Taxman conquered

Presentation of results of Franklín & Moniot (2023), proving

likelihood that optimal Taxman play is NP-hard;
existence of a winning strategy that is efficient to compute;
relatively tight upper and lower bounds on the optimal score that are efficient to compute.

Proofs of results are omitted here. See the publication: Franklín, A. F. and Moniot R. K. The difficulty of beating the Taxman. Discrete Applied Mathematics, 339, 166-171 (2023).

The reason for the somewhat hubristic title of this page is that these outstanding questions about the taxman game have now been satisfactorily answered.

Taxman as a graph matching problem

The Taxman graph

Given a pot of numbers from 1 to N, create a graph in which the vertices are the numbers, and each number is connected by an edge to each of the numbers that divide it with a single prime factor divisor. Thus, for instance, 20 is connected by an edge to 4 (which divides it with a divisor 5) and 10 (which divides it with a factor 2), but not to 5 (whose divisor is 4, not a prime).

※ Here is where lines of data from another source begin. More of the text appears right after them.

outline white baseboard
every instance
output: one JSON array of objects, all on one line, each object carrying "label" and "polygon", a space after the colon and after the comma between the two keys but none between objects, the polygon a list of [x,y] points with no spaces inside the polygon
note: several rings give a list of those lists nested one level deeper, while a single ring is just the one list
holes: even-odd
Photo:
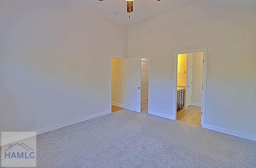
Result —
[{"label": "white baseboard", "polygon": [[171,116],[170,115],[165,114],[164,114],[153,112],[152,111],[149,111],[148,112],[148,114],[152,114],[152,115],[154,115],[154,116],[156,116],[159,117],[163,117],[164,118],[167,118],[170,120],[175,120],[175,119],[174,118],[175,117],[175,116],[174,117],[173,116]]},{"label": "white baseboard", "polygon": [[201,103],[195,103],[194,102],[191,102],[191,105],[192,105],[193,106],[200,106],[200,107],[202,107]]},{"label": "white baseboard", "polygon": [[249,135],[244,133],[238,132],[206,124],[204,124],[204,128],[256,141],[256,136],[252,135]]},{"label": "white baseboard", "polygon": [[144,101],[148,100],[148,98],[145,98],[141,99],[141,101]]},{"label": "white baseboard", "polygon": [[100,117],[101,116],[104,116],[110,113],[111,113],[111,112],[110,110],[106,111],[104,112],[100,112],[100,113],[92,115],[89,116],[87,116],[86,117],[79,118],[76,120],[73,120],[72,121],[68,121],[68,122],[64,122],[64,123],[60,124],[58,125],[56,125],[55,126],[50,126],[44,128],[40,129],[34,131],[33,132],[25,132],[24,133],[21,134],[19,135],[17,135],[15,136],[10,137],[7,138],[1,139],[0,141],[0,145],[1,146],[2,146],[6,144],[13,142],[14,142],[30,137],[33,136],[34,136],[34,135],[32,134],[31,132],[36,132],[36,135],[38,135],[41,134],[48,132],[49,131],[52,131],[53,130],[56,130],[61,128],[65,127],[65,126],[70,126],[71,125],[77,124],[79,122],[82,122],[83,121],[86,121],[87,120]]},{"label": "white baseboard", "polygon": [[111,102],[111,104],[112,105],[118,106],[118,107],[122,107],[123,108],[124,106],[124,104],[121,104],[121,103],[118,103],[114,102]]}]

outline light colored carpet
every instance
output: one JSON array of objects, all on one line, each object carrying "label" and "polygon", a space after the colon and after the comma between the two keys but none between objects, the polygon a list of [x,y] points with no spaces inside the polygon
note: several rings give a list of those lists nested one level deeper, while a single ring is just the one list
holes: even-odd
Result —
[{"label": "light colored carpet", "polygon": [[38,167],[256,167],[256,142],[126,110],[37,139]]}]

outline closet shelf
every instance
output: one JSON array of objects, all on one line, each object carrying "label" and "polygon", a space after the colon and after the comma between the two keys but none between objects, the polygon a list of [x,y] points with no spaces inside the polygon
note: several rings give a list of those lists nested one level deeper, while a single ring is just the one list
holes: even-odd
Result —
[{"label": "closet shelf", "polygon": [[178,71],[178,74],[186,74],[186,71]]}]

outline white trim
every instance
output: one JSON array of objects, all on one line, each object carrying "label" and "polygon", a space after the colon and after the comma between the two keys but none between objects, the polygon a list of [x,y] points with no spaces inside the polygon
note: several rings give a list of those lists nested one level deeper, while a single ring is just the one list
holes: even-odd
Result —
[{"label": "white trim", "polygon": [[[201,49],[192,50],[190,50],[177,52],[174,52],[174,74],[173,81],[173,100],[175,100],[173,102],[172,115],[174,116],[175,120],[176,119],[177,115],[177,65],[178,65],[178,55],[181,54],[191,53],[194,52],[203,52],[204,60],[204,62],[203,65],[203,86],[204,88],[202,90],[202,108],[201,111],[202,112],[202,115],[201,116],[201,124],[202,127],[204,128],[205,121],[205,102],[206,99],[206,74],[207,74],[207,48]],[[186,108],[187,107],[186,107]]]},{"label": "white trim", "polygon": [[20,134],[15,135],[6,138],[1,139],[0,141],[0,146],[10,144],[14,142],[23,140],[28,138],[31,137],[36,135],[36,132],[24,132]]},{"label": "white trim", "polygon": [[149,102],[150,102],[150,97],[149,96],[149,95],[150,95],[150,63],[151,62],[151,61],[150,60],[150,55],[148,55],[148,113],[149,114],[149,112],[150,112],[150,109],[149,109]]},{"label": "white trim", "polygon": [[191,105],[193,106],[199,106],[200,107],[202,106],[201,103],[195,103],[194,102],[192,102]]},{"label": "white trim", "polygon": [[172,116],[168,114],[165,114],[162,113],[153,112],[153,111],[148,111],[148,114],[150,114],[154,115],[154,116],[158,116],[158,117],[161,117],[170,120],[175,120],[174,116]]},{"label": "white trim", "polygon": [[[110,112],[112,112],[112,107],[111,106],[111,105],[112,104],[112,89],[111,89],[111,86],[112,85],[112,80],[111,80],[111,78],[112,77],[112,71],[111,71],[111,69],[112,69],[112,58],[120,58],[120,59],[123,59],[124,60],[125,60],[127,58],[127,57],[126,57],[124,56],[116,56],[114,55],[110,55],[110,70],[109,70],[109,72],[110,72],[110,75],[109,75],[109,83],[110,83],[110,84],[109,84],[109,90],[110,90]],[[125,63],[124,63],[124,74],[125,74]],[[124,75],[124,104],[125,104],[125,75]],[[124,104],[123,105],[124,107],[122,107],[123,108],[124,108]]]},{"label": "white trim", "polygon": [[148,98],[142,98],[141,99],[141,101],[144,101],[144,100],[148,100]]},{"label": "white trim", "polygon": [[121,103],[118,103],[116,102],[111,102],[111,104],[116,106],[118,106],[118,107],[122,107],[123,108],[124,108],[124,104],[121,104]]},{"label": "white trim", "polygon": [[[111,113],[110,111],[106,111],[104,112],[102,112],[99,113],[98,113],[92,115],[91,116],[87,116],[86,117],[83,117],[82,118],[79,118],[76,120],[73,120],[72,121],[68,121],[68,122],[64,122],[64,123],[60,124],[59,124],[56,125],[55,126],[50,126],[49,127],[45,128],[42,129],[40,129],[36,130],[35,130],[32,132],[36,132],[36,135],[39,135],[41,134],[42,134],[45,132],[48,132],[49,131],[52,131],[53,130],[56,130],[57,129],[60,128],[62,128],[65,127],[67,126],[69,126],[71,125],[77,124],[79,122],[82,122],[83,121],[86,121],[87,120],[90,120],[93,118],[96,118],[96,117],[100,117],[101,116],[104,116],[109,114]],[[26,133],[24,134],[22,134],[20,135],[18,135],[12,137],[9,137],[8,138],[1,140],[1,146],[4,145],[8,143],[13,142],[14,142],[17,141],[18,140],[21,140],[28,138],[32,136],[32,134],[30,134],[30,132]],[[34,136],[34,135],[33,135]],[[12,140],[12,141],[10,141]],[[12,141],[13,140],[13,141]],[[6,143],[6,142],[8,143]]]},{"label": "white trim", "polygon": [[243,138],[248,140],[256,141],[256,136],[252,135],[244,134],[227,129],[223,128],[222,128],[218,127],[216,126],[212,126],[207,124],[204,124],[204,128],[205,128],[209,129],[209,130],[213,130],[214,131],[218,131],[225,134],[233,135],[234,136],[238,136],[239,137]]},{"label": "white trim", "polygon": [[140,58],[146,58],[146,57],[149,58],[149,57],[150,57],[150,55],[146,55],[146,56],[135,56],[132,57],[130,58],[138,58],[138,57],[140,57]]}]

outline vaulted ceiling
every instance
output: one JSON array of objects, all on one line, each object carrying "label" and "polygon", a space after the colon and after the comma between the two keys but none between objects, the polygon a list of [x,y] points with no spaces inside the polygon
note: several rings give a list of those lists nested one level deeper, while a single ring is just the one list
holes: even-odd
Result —
[{"label": "vaulted ceiling", "polygon": [[[69,0],[127,26],[200,2],[256,8],[256,0],[134,0],[134,11],[129,18],[125,0]],[[114,15],[115,11],[119,14]]]}]

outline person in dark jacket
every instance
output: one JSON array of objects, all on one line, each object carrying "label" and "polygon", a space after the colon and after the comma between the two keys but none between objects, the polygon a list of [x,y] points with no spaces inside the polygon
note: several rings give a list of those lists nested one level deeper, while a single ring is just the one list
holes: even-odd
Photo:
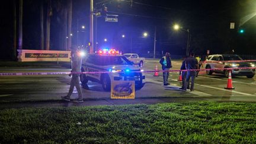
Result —
[{"label": "person in dark jacket", "polygon": [[170,53],[166,53],[165,56],[161,59],[159,63],[162,65],[162,69],[164,71],[163,72],[164,85],[169,85],[170,84],[168,82],[168,79],[169,78],[169,69],[172,67],[171,65]]},{"label": "person in dark jacket", "polygon": [[190,56],[187,57],[185,62],[187,70],[189,70],[187,73],[186,81],[185,83],[185,87],[183,90],[187,91],[187,88],[190,79],[191,78],[190,91],[194,91],[194,79],[197,74],[197,70],[198,69],[197,60],[194,57],[194,53],[191,53]]},{"label": "person in dark jacket", "polygon": [[[185,62],[185,59],[187,58],[187,56],[186,56],[185,57],[185,59],[184,59],[184,60],[183,61],[180,70],[186,70]],[[182,72],[181,73],[182,73],[181,74],[181,78],[182,78],[182,80],[183,80],[183,85],[182,85],[182,87],[180,88],[180,89],[183,89],[184,87],[185,87],[185,79],[186,79],[186,77],[187,77],[187,71],[180,71],[180,75],[181,72]],[[190,89],[189,84],[188,84],[187,88]]]}]

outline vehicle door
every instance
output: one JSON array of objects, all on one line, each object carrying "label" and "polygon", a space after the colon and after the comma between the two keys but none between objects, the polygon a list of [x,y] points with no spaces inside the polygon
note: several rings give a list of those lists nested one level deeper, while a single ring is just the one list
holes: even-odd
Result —
[{"label": "vehicle door", "polygon": [[138,56],[138,55],[134,55],[134,56],[135,56],[135,63],[139,63],[139,62],[140,62],[140,60],[139,60],[139,56]]},{"label": "vehicle door", "polygon": [[222,56],[219,56],[217,58],[217,63],[216,64],[216,68],[219,69],[217,70],[219,72],[223,72],[222,68],[224,68],[225,65],[223,62],[223,59]]},{"label": "vehicle door", "polygon": [[[213,56],[210,59],[210,66],[212,69],[217,69],[219,63],[219,56]],[[215,69],[213,71],[217,71],[217,69]]]},{"label": "vehicle door", "polygon": [[133,63],[137,63],[136,59],[135,59],[135,55],[132,55],[131,59],[130,60],[131,62],[133,62]]},{"label": "vehicle door", "polygon": [[90,73],[87,73],[87,76],[97,79],[100,79],[100,74],[98,73],[100,71],[98,66],[97,66],[98,60],[100,58],[98,57],[98,56],[91,55],[87,59],[87,61],[84,68],[85,68],[85,72],[89,72]]}]

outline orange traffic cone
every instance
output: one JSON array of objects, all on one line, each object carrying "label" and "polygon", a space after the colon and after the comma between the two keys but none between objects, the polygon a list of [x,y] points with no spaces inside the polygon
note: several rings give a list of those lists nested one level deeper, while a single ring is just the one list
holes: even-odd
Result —
[{"label": "orange traffic cone", "polygon": [[225,88],[225,89],[235,89],[235,88],[233,88],[232,86],[231,71],[229,71],[229,78],[228,79],[228,85],[227,85],[226,88]]},{"label": "orange traffic cone", "polygon": [[182,81],[182,76],[181,76],[181,72],[180,73],[179,78],[178,79],[178,81]]},{"label": "orange traffic cone", "polygon": [[158,70],[157,68],[157,65],[156,65],[156,69],[155,69],[154,76],[159,76]]}]

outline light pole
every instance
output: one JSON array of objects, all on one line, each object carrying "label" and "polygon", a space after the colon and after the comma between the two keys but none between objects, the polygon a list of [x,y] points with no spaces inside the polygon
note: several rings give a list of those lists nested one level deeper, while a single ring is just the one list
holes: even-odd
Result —
[{"label": "light pole", "polygon": [[93,28],[93,0],[91,0],[89,14],[89,53],[94,53],[94,28]]},{"label": "light pole", "polygon": [[186,48],[186,56],[188,56],[188,50],[189,50],[189,47],[190,47],[190,39],[191,39],[191,36],[190,36],[190,33],[189,31],[189,29],[187,28],[187,30],[183,28],[183,27],[180,27],[179,25],[178,24],[175,24],[174,25],[174,29],[175,30],[178,30],[180,29],[187,31],[187,33],[188,33],[188,37],[187,37],[187,48]]},{"label": "light pole", "polygon": [[[147,37],[148,36],[148,33],[145,32],[144,33],[143,33],[143,37]],[[125,35],[123,34],[122,35],[122,38],[125,38]],[[132,36],[130,37],[130,53],[132,53],[132,39],[133,37]]]}]

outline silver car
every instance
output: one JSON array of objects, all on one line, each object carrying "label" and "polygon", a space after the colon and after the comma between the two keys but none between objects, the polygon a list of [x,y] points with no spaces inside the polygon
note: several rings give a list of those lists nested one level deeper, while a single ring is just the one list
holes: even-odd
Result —
[{"label": "silver car", "polygon": [[[226,77],[228,77],[229,71],[223,68],[255,68],[252,63],[246,62],[225,62],[231,60],[242,60],[236,55],[209,55],[206,59],[205,68],[213,69],[206,71],[206,73],[212,75],[213,72],[223,73]],[[233,69],[232,75],[246,76],[248,78],[252,78],[255,74],[255,69]]]}]

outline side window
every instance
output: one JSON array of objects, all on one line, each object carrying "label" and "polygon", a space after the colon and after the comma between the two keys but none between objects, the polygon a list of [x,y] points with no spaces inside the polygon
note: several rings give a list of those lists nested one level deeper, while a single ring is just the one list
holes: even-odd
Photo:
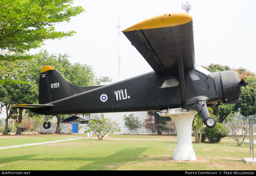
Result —
[{"label": "side window", "polygon": [[170,87],[179,85],[179,82],[172,76],[163,77],[156,88],[161,89],[165,87]]},{"label": "side window", "polygon": [[189,75],[190,75],[190,77],[192,78],[192,80],[193,81],[200,80],[201,79],[199,76],[199,74],[196,72],[192,70],[188,71],[188,73],[189,73]]}]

Define the rank of a number as the number of prime factors it has, counted with multiplicity. Thus 1 has rank 0 and all primes have rank 1. The number 20 = 2 × 2 × 5 has rank 3. In the Taxman graph, each edge connects vertices whose ranks differ by 1. For a pot of size N, the number of largest rank is of the form 2^k for the largest k such that 2^k ≤ N. The graph can be partitioned into sets of vertices having the same rank, with edges connecting only vertices in adjacent partitions having rank that differs by 1. We define a subgraph of rank r as a subset of the Taxman graph for which the vertices have rank r - 1 and r, for 1 ≤ r ≤ k, together with the edges connecting them.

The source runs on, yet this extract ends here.